On Thursday, the Stockholm-listed Global Gaming released its financial report card for the three months ending June 30, during which revenue fell 42% year-on-year to SEK132.2m (US$13.7m), while the company booked an operating loss of SEK11.1m for the quarter.

Tobias Fagerlund, who was formally appointed Global Gaming CEO in July, called the past three months “the most turbulent and difficult” in the company’s history. Global Gaming, which was already struggling to adapt to Sweden’s new regulated market, was thrown into chaos on June 17 when the Spelinspektionen regulatory body revoked the company’s gaming license.

Global Gaming’s flagship Ninja Casino brand was accused of serious failures in its anti-money laundering and social responsibility obligations, charges that Global Gaming continues to reject.
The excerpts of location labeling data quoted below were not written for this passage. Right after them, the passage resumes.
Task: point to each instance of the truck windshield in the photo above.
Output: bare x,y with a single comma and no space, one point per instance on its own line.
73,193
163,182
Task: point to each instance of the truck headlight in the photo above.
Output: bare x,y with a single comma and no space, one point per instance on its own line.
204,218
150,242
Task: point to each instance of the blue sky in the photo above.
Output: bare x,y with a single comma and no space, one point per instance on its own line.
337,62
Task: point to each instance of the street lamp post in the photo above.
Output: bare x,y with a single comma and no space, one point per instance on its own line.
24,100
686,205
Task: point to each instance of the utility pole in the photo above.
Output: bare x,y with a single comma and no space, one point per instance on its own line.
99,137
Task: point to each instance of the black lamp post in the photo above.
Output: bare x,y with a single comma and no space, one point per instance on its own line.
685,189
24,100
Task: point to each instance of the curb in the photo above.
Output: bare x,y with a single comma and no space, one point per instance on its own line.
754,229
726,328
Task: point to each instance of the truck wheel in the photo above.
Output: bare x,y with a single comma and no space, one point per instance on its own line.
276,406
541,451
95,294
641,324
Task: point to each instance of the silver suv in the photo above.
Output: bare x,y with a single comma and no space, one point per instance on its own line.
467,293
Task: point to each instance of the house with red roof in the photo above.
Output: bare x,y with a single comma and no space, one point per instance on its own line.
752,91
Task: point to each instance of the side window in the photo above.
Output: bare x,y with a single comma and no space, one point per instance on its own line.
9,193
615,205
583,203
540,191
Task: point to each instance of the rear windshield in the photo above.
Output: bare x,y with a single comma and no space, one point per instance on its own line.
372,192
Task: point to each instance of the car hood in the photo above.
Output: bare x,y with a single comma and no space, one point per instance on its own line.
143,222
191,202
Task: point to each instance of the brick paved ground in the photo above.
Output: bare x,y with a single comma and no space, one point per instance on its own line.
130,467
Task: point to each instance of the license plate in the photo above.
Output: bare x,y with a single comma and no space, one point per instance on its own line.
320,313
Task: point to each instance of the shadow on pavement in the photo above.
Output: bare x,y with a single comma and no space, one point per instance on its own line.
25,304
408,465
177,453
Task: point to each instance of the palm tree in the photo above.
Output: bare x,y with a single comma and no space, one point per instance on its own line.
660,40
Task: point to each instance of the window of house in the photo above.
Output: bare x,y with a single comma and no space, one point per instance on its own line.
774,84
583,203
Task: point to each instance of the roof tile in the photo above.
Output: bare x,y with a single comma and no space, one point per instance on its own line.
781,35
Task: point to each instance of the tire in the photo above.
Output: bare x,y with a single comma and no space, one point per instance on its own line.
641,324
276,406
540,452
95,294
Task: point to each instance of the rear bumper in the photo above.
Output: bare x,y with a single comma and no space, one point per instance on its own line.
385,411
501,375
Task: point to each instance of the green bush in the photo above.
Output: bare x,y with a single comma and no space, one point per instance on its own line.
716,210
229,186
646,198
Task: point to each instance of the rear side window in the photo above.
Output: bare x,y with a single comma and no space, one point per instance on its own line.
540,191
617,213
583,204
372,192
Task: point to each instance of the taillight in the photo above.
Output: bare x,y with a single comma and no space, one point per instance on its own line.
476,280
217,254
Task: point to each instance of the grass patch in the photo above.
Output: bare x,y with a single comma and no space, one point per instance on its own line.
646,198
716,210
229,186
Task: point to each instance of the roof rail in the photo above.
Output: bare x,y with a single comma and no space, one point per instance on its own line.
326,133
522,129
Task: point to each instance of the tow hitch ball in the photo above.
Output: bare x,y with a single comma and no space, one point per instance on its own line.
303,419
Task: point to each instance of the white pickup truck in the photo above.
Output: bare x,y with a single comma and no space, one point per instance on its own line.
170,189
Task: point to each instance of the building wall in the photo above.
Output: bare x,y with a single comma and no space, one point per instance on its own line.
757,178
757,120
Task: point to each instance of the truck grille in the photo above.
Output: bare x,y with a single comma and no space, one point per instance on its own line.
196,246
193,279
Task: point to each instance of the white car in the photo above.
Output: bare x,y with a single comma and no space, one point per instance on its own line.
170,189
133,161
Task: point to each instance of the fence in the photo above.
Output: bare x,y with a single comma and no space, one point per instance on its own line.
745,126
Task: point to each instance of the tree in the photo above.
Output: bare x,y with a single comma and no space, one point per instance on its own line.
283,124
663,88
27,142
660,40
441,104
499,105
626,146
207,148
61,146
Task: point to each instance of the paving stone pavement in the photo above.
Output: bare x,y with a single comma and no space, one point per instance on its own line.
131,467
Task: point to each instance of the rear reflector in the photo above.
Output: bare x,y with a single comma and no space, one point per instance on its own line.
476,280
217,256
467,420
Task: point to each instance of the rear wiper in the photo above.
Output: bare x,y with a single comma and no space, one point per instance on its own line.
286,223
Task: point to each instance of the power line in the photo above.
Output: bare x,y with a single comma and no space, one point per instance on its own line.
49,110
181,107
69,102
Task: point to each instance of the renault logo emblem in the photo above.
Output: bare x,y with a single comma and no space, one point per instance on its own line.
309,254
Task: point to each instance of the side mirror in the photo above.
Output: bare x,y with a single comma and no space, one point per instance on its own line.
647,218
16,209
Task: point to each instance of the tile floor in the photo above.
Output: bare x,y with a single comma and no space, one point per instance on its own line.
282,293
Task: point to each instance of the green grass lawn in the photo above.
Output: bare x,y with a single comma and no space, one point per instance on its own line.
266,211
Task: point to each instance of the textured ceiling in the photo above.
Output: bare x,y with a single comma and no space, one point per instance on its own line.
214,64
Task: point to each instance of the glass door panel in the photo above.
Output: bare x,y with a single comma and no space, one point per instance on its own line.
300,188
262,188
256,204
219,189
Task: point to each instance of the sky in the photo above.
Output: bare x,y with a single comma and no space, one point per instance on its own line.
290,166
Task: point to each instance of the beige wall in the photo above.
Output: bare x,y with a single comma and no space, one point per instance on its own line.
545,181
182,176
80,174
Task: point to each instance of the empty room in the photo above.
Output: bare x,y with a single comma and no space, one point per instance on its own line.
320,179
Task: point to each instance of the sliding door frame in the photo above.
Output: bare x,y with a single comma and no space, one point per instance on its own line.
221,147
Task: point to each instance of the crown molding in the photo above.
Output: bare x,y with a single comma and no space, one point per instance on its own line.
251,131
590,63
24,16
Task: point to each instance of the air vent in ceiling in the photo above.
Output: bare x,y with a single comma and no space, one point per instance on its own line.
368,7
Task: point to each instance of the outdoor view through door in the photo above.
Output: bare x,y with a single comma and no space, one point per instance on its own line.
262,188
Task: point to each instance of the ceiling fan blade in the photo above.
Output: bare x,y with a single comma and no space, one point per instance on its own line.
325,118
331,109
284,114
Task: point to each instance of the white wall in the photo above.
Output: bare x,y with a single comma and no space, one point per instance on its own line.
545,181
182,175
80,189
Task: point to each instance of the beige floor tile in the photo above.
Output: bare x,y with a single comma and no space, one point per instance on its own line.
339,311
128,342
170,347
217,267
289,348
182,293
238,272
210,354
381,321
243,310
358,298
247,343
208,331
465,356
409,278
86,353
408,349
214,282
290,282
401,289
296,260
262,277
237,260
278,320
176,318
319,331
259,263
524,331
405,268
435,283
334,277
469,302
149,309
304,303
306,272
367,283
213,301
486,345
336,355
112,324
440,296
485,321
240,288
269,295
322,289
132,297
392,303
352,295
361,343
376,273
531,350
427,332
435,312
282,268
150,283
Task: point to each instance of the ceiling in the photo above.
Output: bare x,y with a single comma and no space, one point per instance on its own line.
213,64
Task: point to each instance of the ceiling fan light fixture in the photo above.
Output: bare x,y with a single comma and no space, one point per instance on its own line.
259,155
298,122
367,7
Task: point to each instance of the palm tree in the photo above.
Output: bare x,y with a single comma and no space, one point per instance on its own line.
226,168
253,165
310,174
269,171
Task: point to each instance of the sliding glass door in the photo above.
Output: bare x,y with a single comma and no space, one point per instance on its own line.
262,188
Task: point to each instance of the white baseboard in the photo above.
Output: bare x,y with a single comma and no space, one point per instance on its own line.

The company has made several attempts to appeal the revocation, all of which have been rejected by Swedish courts.

Global Gaming has since launched a new Swedish-facing brand (NanoCasino) that piggybacks on Finnplay’s local license. Fagerlund said Thursday that this deal “makes good financial sense” because, while Finnplay remains “fully responsible” for NanoCasino’s operations, a Global Gaming subsidiary acts as the site’s marketing partner, which “secures many of the marketing commitments the group had made at the beginning of the year.”

The Swedish hiccup forced Global Gaming to ‘significantly amplify’ previously announced “organizational changes.” The company says such “draconian measures” are regrettable but its short-term focus must be on “damage control, cost control and finding solutions to continue moving forward and creating the conditions for a return to profitability.”

The company had about 190 people on its payroll during Q2, but this is expected to shrink to between 90-100 warm bodies by Q4. Specifically, Global Gaming will “completely shut down” its Swedish technology team, while its Malta-based operations have “already shrunk considerably.”

Fagerlund said the company’s rebounding plan involves a “much broader approach,” including new brands and new markets. The company “must live with the consequences of past mistakes” but Fagerlund said Global Gaming’s “fighting spirit and will to prevail are very much alive.”

Investors cheered the moves, pushing the shares up more than one-fifth by the end of Thursday’s trading. That said, the share prices remains but one-fifth of the level it was trading at in February, before the company’s Swedish struggles commenced in earnest.